The air was smoky. The sun glowed red.
Monday and Tuesday, Puckett, a manager at Oregon Horse Center, had loaded stalls with more than 100 horses from evacuated fire zones.
During Oregon’s wildfire chaos, neighbors and volunteer teams have rescued thousands of farm animals from evacuation areas statewide, feed stores have donated hay and supplies and strangers have opened their barns to evacuated animals.
“I don’t know if our house will be there when we go back. It’s scary. But I’m glad we have a place for our horses,” said Carly Bramhall, 15, a student at Springfield High School.
Bramhall’s family had evacuated the Mohawk area near the Holiday Farm Fire and brought their horses to the center.
Donkeys brayed in a nearby stall. Farmers the past few days had come with goats, ponies, pigs, llamas, even a bull.
Annie Fike, boarding manager at Oregon Horse Center, said local businesses helped. Coastal Farm & Ranch donated feed, electrolytes and water buckets. Wilco sent a hay relief truck. Smart Foodservice donated water bottles.
The center is in a constellation of organizations and individuals statewide helping farmers.
Emma Rupert, a leader at the Eugene Livestock Auction in Junction City, told the Capital Press her team has transported hundreds of farm animals the past few days.
A spokeswoman for the Clackamas County Fairgrounds said there are “a lot” of rescued farm animals on site, too many to count yet.
Lane County Animal Services, too, has been bustling to move livestock and orchestrate pickups.
Akins Trailer Sales, a trailer dealer in Harrisburg, Ore., has offered to lend out its entire new fleet of trailers for free on an honor system so ranchers can make livestock rescues.
“We’ve received hundreds of calls every day. It’s so crazy,” said Rochelle Akins, co-owner of the dealership. “People are calling and they’re frantic about their animals.”
Akins said she and her husband, Thad, recognized the need because they had to evacuate their own livestock this week. Because many ranchers don’t have trailers, they’re offering theirs.
Akins said TimberUnity, a livestock rescue group called Cowboy 911 and others have helped move animals. What has inspired her, Akins said, is the number of individuals borrowing trailers to help neighbors and strangers.
In some parts of Oregon, farmers are still desperate for help.
Tommie Reevs, barn owner and manager at Silver Saddle Ranch and Stables in Roseburg, Ore., told the Capital Press she has been driving the roads near Sutherlin, Ore., with her horse trailer, looking for strangers to help.
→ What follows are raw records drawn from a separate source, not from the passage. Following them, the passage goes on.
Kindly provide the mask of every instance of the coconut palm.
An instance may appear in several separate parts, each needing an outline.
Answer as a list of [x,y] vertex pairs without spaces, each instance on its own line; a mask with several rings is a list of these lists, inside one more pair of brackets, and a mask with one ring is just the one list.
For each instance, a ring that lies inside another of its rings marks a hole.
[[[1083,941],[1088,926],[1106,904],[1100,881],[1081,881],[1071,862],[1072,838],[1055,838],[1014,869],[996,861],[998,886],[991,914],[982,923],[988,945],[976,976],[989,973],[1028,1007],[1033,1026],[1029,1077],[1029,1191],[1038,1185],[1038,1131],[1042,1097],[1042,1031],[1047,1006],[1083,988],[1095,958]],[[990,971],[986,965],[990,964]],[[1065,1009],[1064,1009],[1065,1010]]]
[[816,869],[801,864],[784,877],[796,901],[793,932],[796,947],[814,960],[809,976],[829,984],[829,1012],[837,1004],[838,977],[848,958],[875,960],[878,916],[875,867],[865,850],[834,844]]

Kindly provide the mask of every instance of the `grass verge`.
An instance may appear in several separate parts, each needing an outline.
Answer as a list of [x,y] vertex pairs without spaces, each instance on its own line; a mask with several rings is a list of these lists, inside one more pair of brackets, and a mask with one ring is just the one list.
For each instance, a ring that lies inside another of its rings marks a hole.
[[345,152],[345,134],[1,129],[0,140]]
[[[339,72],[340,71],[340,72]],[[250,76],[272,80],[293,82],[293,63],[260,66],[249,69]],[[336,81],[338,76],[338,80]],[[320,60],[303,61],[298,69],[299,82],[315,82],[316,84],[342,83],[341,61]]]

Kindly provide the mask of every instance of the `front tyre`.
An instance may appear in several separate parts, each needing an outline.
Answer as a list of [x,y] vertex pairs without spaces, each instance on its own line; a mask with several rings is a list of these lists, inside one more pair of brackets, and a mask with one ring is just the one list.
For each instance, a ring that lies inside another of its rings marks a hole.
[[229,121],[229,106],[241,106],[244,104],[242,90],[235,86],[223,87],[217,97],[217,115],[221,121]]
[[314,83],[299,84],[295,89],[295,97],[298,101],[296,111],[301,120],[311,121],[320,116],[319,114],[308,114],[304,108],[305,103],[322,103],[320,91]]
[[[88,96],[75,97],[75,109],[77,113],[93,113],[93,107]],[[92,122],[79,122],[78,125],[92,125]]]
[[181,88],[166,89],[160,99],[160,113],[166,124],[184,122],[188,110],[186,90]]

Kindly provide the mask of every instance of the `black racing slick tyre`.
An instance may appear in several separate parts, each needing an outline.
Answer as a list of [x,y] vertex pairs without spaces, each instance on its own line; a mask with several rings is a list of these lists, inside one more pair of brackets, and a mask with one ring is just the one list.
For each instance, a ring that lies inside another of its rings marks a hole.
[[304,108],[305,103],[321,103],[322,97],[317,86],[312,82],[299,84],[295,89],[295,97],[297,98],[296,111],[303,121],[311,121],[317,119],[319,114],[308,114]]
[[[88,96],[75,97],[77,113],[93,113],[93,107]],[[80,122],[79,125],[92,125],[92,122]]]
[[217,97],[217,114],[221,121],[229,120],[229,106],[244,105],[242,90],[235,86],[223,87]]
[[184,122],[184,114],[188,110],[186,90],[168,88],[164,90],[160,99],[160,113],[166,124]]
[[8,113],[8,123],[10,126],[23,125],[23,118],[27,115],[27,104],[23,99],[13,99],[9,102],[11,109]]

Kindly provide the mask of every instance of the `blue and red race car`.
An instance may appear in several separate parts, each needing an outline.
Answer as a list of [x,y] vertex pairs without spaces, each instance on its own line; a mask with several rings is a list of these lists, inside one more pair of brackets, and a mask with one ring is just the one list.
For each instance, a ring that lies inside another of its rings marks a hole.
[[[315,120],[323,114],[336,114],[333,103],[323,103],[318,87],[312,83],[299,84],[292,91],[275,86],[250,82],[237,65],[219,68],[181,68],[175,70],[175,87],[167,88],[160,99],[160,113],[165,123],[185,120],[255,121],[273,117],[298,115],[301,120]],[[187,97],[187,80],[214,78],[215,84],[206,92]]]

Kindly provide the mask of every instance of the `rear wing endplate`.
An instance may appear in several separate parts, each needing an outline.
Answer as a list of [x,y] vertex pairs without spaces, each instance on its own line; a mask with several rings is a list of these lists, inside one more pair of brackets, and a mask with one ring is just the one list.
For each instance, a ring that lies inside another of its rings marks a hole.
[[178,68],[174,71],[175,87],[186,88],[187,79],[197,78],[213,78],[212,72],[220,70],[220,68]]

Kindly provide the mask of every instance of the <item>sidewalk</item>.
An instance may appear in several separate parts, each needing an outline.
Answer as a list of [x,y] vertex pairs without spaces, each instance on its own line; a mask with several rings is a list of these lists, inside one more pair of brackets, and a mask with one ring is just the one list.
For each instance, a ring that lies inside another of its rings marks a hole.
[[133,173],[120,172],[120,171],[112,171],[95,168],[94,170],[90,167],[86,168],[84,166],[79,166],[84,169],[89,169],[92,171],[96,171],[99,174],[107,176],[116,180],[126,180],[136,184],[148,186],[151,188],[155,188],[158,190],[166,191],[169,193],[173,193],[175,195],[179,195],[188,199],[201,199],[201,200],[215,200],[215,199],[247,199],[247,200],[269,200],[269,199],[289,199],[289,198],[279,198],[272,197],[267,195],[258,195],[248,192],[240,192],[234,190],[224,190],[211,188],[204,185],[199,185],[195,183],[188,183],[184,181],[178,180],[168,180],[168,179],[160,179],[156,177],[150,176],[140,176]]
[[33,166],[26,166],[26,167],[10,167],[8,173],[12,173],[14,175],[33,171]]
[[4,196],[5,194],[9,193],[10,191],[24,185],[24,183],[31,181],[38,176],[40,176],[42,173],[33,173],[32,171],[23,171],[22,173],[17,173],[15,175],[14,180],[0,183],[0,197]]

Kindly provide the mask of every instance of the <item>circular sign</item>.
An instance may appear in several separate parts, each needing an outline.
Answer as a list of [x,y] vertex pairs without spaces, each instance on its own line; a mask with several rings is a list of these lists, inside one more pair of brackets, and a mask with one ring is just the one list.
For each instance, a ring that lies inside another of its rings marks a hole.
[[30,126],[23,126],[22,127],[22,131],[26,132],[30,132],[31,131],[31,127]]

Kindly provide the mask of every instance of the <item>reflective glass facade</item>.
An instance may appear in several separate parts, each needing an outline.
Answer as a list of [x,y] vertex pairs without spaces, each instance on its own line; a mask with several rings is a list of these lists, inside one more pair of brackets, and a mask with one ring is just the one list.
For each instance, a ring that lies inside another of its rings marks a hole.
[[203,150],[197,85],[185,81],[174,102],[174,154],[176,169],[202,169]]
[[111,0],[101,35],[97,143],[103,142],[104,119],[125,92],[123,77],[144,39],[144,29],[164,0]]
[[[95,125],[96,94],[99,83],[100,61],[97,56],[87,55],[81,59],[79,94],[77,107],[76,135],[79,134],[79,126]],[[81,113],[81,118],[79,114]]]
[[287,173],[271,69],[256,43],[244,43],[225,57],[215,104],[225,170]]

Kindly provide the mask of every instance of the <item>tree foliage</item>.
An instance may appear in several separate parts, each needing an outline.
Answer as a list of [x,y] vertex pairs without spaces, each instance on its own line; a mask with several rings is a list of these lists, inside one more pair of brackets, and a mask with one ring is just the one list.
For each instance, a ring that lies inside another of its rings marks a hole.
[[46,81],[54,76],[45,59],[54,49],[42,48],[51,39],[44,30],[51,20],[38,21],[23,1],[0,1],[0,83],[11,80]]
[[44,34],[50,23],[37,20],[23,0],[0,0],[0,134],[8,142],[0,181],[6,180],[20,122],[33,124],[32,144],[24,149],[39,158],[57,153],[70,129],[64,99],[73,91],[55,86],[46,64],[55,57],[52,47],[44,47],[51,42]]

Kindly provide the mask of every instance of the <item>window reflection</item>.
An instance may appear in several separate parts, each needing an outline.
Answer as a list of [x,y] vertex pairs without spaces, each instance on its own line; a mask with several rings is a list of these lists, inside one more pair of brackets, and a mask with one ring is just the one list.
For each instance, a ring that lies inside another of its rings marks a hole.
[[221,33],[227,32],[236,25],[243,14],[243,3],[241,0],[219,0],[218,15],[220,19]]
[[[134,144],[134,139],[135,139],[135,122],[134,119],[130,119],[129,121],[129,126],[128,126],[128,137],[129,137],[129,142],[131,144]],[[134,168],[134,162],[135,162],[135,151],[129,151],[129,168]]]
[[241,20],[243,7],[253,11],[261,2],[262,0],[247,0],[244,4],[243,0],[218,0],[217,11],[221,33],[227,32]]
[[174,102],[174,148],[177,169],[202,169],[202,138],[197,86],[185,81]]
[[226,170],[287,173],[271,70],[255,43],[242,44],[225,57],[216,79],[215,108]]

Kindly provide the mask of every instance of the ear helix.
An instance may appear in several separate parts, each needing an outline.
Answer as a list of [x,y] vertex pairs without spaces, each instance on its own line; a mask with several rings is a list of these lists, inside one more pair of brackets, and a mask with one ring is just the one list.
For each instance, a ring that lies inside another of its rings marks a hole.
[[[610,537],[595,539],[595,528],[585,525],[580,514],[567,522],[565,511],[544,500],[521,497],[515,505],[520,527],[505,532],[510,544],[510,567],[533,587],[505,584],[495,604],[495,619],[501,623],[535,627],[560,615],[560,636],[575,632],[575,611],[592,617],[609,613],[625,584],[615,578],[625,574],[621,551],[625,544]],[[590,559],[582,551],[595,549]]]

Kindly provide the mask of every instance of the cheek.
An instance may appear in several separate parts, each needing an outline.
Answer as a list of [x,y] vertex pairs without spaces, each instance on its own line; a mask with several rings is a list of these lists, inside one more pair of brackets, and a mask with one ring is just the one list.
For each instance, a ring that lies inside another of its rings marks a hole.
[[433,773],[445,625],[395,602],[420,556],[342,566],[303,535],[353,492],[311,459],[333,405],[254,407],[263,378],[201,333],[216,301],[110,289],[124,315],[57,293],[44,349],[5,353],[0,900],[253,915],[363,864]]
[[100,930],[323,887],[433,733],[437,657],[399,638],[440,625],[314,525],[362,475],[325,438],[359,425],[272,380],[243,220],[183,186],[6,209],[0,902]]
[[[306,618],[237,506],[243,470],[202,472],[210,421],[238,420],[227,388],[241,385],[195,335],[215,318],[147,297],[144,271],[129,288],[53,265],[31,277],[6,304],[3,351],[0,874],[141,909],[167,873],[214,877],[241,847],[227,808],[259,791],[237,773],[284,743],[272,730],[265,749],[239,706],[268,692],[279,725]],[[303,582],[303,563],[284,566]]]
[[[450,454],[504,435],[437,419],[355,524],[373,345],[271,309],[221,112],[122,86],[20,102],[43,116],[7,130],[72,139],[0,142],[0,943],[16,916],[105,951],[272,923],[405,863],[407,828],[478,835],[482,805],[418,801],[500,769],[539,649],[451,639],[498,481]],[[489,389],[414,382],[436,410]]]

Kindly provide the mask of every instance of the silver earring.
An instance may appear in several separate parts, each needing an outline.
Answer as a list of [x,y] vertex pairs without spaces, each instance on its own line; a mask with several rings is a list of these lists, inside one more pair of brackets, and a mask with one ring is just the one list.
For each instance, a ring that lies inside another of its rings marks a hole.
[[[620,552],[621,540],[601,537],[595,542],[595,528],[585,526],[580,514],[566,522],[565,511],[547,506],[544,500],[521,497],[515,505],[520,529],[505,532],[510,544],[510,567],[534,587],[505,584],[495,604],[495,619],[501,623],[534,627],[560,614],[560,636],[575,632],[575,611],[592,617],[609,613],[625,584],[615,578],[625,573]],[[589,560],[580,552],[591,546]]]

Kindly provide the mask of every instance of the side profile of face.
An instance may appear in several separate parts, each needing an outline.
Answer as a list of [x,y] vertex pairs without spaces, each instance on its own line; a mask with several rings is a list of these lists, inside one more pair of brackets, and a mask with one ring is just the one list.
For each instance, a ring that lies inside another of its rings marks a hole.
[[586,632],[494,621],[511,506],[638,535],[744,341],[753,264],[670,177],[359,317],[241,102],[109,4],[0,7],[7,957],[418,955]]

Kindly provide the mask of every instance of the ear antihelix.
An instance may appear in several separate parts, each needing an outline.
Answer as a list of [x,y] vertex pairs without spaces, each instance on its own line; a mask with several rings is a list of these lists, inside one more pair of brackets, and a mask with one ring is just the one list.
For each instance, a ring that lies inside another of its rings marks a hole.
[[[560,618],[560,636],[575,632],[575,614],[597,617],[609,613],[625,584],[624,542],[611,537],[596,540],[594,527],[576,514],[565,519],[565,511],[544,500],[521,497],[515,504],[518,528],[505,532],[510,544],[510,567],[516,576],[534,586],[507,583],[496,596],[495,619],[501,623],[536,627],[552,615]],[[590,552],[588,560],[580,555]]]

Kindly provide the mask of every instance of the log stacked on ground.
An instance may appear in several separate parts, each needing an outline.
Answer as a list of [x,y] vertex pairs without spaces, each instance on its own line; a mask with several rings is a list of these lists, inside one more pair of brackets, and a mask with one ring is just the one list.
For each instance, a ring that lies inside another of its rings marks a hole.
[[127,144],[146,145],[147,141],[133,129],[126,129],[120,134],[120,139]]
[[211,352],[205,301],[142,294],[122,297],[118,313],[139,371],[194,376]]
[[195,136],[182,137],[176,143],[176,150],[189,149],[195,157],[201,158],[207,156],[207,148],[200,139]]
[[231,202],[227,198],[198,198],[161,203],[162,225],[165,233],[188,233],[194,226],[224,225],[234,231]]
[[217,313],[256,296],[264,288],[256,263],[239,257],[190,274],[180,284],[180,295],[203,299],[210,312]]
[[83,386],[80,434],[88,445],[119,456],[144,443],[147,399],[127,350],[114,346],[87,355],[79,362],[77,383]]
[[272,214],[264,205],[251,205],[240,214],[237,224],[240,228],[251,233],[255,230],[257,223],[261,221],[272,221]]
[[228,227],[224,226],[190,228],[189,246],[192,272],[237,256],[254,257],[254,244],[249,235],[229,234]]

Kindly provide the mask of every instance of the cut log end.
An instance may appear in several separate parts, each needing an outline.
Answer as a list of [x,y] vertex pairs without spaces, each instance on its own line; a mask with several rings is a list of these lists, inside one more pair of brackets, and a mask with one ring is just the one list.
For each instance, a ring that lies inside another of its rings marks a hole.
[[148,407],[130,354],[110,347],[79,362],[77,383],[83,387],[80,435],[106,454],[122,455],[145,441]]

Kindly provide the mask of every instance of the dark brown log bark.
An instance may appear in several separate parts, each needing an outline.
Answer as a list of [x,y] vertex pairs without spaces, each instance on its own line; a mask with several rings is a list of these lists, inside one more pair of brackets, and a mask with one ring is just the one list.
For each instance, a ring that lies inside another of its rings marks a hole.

Every trip Reevs makes, she said, she sees dozens of farmers on roadsides awaiting trailers.
Some animals haven’t made it out yet.
Gale Moser, a Lane County farmer, said she’s grateful her horses are safe at Oregon Horse Center, but because evacuation orders escalated quickly, she had to leave behind her cattle and chickens.
“If it burns, we lose them,” she said.
Volunteers continue transporting livestock out of evacuation zones as fires spread.